Last night, Americans also learned that Donald Trump himself met Russian ambassador Sergey Kislyak in the spring of 2016, just weeks before the Russian government launched its attacks against the American election, at the public request of Donald Trump.
These new revelations of contacts between the Russian government and Donald Trump and his campaign matter for two reasons. First, they matter because Donald Trump is under investigation by multiple agencies in the US government, for his alleged cooperation with Russia’s attacks against the United States last year. Second, these revelations matter because they reveal that Donald Trump and his top aides have repeatedly lied to the American people about Trump’s communications with the Russian government during his presidential campaign.
Among the lies:
On July 24 last year, when he was asked whether the Trump for President campaign had any contact with the Russian government, Paul Manafort, Trump’s campaign manager at the time, answered, “There are not, and you know, there’s no basis to it.”
Last November, Trump spokesperson Hope Hicks “It never happened. There was no communication between the campaign and any foreign entity during the campaign.”
Last fall, Donald Trump denied that he had any involvement with the government of Russia. “I know nothing about Russia,” he said during a presidential debate.
Two months ago, when Mike Pence was asked, “Did any adviser or anybody in the Trump campaign have any contact with the Russians who were trying to meddle in the election?” Pence responded, “Of course not.” In that same month, Donald Trump wrote in all caps, “I HAVE NOTHING TO DO WITH RUSSIA – NO DEALS, NO LOANS, NO NOTHING”, and told journalists, “I have nothing to do with Russia. To the best of my knowledge, no person that I deal with does.”
Mike Flynn, while Trump’s National Security Advisor, told the American people that he had not met with Russian government officials during Trump’s transition.
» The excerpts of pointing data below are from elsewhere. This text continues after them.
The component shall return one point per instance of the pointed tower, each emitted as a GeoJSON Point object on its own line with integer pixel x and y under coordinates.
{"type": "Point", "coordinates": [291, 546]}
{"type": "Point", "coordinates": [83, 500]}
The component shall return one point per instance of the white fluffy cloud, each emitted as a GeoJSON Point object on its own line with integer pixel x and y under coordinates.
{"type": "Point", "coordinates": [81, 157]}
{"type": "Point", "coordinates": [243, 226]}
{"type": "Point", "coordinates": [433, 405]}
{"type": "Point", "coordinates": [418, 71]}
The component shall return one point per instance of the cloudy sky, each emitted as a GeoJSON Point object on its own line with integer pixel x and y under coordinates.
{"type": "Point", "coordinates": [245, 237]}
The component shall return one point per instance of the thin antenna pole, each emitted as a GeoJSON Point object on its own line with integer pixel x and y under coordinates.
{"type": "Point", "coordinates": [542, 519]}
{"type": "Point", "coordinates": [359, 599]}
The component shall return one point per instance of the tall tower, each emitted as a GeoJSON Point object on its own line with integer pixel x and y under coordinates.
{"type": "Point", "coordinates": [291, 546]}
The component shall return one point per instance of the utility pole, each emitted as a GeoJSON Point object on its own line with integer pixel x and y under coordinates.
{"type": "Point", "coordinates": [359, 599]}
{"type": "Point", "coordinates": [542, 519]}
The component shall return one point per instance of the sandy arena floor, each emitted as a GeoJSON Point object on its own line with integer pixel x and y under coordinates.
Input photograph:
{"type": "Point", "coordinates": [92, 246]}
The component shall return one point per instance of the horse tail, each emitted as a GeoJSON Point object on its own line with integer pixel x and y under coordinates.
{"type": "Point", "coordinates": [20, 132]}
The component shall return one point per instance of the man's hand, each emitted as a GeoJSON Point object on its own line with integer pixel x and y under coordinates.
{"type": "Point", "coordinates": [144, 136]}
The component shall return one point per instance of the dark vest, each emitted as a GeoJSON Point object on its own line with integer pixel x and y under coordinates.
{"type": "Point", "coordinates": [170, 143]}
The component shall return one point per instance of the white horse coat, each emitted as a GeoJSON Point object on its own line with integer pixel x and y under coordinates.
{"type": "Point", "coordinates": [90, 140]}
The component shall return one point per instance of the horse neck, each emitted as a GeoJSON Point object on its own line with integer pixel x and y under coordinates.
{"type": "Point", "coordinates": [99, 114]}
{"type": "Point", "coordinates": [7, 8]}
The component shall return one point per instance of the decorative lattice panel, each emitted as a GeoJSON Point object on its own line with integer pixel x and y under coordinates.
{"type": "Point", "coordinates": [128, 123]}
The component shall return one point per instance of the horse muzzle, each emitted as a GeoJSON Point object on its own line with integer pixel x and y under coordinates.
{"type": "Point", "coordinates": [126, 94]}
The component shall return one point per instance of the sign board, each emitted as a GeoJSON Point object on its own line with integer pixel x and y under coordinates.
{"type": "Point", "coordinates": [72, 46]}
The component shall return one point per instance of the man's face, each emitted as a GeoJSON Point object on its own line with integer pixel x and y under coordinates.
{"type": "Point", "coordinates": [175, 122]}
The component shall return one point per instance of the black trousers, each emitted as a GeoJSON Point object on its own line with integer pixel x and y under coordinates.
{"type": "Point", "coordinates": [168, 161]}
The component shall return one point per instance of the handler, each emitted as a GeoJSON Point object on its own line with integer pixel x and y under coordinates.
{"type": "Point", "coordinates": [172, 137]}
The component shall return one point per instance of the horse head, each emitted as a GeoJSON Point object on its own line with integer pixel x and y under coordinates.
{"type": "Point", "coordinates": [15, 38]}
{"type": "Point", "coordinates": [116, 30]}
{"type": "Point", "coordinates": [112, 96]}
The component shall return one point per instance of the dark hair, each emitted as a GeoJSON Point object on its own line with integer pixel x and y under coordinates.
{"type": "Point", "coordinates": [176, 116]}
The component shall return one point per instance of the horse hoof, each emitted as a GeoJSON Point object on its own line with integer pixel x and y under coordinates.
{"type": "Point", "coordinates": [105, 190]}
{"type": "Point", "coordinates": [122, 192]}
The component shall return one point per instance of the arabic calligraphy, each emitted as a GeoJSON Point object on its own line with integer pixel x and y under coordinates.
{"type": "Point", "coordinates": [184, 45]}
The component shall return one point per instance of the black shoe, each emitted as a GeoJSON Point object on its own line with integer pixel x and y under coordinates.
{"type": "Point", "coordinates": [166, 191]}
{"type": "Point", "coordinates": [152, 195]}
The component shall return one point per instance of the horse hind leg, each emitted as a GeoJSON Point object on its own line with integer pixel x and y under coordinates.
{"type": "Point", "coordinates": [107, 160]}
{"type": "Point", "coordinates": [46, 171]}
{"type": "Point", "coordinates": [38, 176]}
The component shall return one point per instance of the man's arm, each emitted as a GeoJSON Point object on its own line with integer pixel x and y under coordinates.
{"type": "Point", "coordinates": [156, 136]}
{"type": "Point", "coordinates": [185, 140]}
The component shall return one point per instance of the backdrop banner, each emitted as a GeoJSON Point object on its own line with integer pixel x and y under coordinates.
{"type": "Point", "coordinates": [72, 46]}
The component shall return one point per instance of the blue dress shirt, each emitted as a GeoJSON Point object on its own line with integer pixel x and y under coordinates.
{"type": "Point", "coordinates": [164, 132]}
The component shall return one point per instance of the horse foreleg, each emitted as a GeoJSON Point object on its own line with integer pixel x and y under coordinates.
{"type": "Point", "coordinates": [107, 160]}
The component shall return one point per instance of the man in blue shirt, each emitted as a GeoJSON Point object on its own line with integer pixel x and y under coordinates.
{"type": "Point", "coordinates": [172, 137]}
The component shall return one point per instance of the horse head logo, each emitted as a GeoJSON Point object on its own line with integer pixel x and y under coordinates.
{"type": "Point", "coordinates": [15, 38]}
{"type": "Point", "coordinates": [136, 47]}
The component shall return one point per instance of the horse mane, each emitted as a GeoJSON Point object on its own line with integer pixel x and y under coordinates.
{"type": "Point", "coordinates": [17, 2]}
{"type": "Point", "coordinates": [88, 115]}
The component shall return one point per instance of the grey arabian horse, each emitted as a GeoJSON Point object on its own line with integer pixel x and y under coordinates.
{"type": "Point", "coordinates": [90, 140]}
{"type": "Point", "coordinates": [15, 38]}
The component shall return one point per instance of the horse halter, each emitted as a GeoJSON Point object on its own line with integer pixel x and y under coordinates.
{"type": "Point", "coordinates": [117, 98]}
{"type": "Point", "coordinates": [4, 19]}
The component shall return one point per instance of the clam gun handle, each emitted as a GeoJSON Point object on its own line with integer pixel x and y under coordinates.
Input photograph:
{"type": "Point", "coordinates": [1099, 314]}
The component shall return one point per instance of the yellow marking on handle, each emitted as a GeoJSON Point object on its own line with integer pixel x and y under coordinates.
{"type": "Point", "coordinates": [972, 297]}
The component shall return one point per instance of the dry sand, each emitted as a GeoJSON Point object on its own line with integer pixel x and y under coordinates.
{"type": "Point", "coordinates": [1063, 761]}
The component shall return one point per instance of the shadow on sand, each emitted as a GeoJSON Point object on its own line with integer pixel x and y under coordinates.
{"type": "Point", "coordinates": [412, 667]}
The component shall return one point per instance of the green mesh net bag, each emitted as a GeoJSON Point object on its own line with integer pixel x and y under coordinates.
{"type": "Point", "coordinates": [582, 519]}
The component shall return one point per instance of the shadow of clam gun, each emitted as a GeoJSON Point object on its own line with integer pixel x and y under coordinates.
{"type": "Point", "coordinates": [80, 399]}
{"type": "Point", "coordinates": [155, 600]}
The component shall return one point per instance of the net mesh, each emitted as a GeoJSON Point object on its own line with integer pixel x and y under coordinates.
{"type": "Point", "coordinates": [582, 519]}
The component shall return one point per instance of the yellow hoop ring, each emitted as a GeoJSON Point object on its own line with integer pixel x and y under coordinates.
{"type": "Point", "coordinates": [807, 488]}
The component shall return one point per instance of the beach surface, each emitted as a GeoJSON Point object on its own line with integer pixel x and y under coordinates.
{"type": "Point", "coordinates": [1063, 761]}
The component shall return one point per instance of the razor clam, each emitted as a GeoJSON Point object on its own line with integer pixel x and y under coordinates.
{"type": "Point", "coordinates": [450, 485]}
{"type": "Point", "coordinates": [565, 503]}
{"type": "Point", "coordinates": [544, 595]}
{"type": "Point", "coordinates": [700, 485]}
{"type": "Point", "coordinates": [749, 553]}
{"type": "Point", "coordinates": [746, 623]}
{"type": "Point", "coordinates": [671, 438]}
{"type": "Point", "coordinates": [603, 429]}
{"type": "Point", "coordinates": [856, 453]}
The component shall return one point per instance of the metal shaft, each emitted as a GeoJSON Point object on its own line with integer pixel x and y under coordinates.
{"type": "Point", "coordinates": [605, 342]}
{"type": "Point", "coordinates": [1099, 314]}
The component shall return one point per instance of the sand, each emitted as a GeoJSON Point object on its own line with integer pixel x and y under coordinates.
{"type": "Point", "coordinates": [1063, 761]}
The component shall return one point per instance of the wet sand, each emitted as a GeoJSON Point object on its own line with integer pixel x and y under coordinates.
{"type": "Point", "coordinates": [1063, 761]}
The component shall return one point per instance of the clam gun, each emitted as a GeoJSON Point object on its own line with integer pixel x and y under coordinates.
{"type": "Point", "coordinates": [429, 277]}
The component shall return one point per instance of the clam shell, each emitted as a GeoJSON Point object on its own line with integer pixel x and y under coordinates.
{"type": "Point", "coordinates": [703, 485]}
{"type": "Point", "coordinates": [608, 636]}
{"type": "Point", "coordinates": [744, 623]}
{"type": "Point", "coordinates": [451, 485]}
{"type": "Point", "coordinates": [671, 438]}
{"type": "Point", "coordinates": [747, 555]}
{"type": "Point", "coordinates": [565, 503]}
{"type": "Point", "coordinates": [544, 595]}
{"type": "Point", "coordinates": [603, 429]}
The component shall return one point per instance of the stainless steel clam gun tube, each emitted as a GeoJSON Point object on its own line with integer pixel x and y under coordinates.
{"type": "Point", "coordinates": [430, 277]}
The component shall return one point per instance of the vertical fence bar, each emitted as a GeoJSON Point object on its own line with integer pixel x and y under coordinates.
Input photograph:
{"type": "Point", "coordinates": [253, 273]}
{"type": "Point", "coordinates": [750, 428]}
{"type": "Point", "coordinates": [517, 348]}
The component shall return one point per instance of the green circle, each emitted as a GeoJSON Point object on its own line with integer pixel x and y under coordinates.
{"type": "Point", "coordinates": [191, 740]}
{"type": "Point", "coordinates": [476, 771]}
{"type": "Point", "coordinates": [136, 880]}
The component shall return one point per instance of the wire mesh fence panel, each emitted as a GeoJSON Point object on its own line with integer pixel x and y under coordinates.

Yet, he did have such meetings, with the purpose of undermining US diplomats, and Donald Trump knew that Flynn had those meetings, and concealed them for weeks.
During his Senate confirmation hearing for the position of Attorney General, Jeff Sessions, a top advisor to the Trump campaign throughout 2016, asserted that the Trump campaign had no contacts with the Russian government during 2016, even though Sessions himself had met with Sergey Kislyak twice during that time – meetings that Sessions lied about under oath.
In a press conference last month, Donald Trump said, “I have nothing to do with Russia. Haven’t made a phone call to Russia in years. Don’t speak to people from Russia.” Trump asserted that “nobody that I know of” had contact with the government of Russian dictator Vladimir Putin during his 2016 presidential campaign.
Less than a week ago, White House spokesperson Sarah Sanders announced to journalists that Donald Trump had nothing to do with Russians during his presidential campaign, saying, “The big point here is the President himself knows what his involvement was and that’s zero, and I think that he’s the primary person that should be held responsible and he had no interaction and I think that’s what the story should be focused on.”
This last lie is striking, not only because it’s so recent, but also because, in this lie from Sanders, the Trump Administration itself sets the standard for which it should be judged:
1. The story in the press should be focused on Donald Trump’s interactions with Russian government officials.
2. Donald Trump is the person who should be held responsible.
On these two points, we are more than happy to concur.
Too many lies have been told. Too many people connected with Trump have been implicated. The time has come for Congress to appoint a special prosecutor with the power to compel Donald Trump himself to testify, under oath.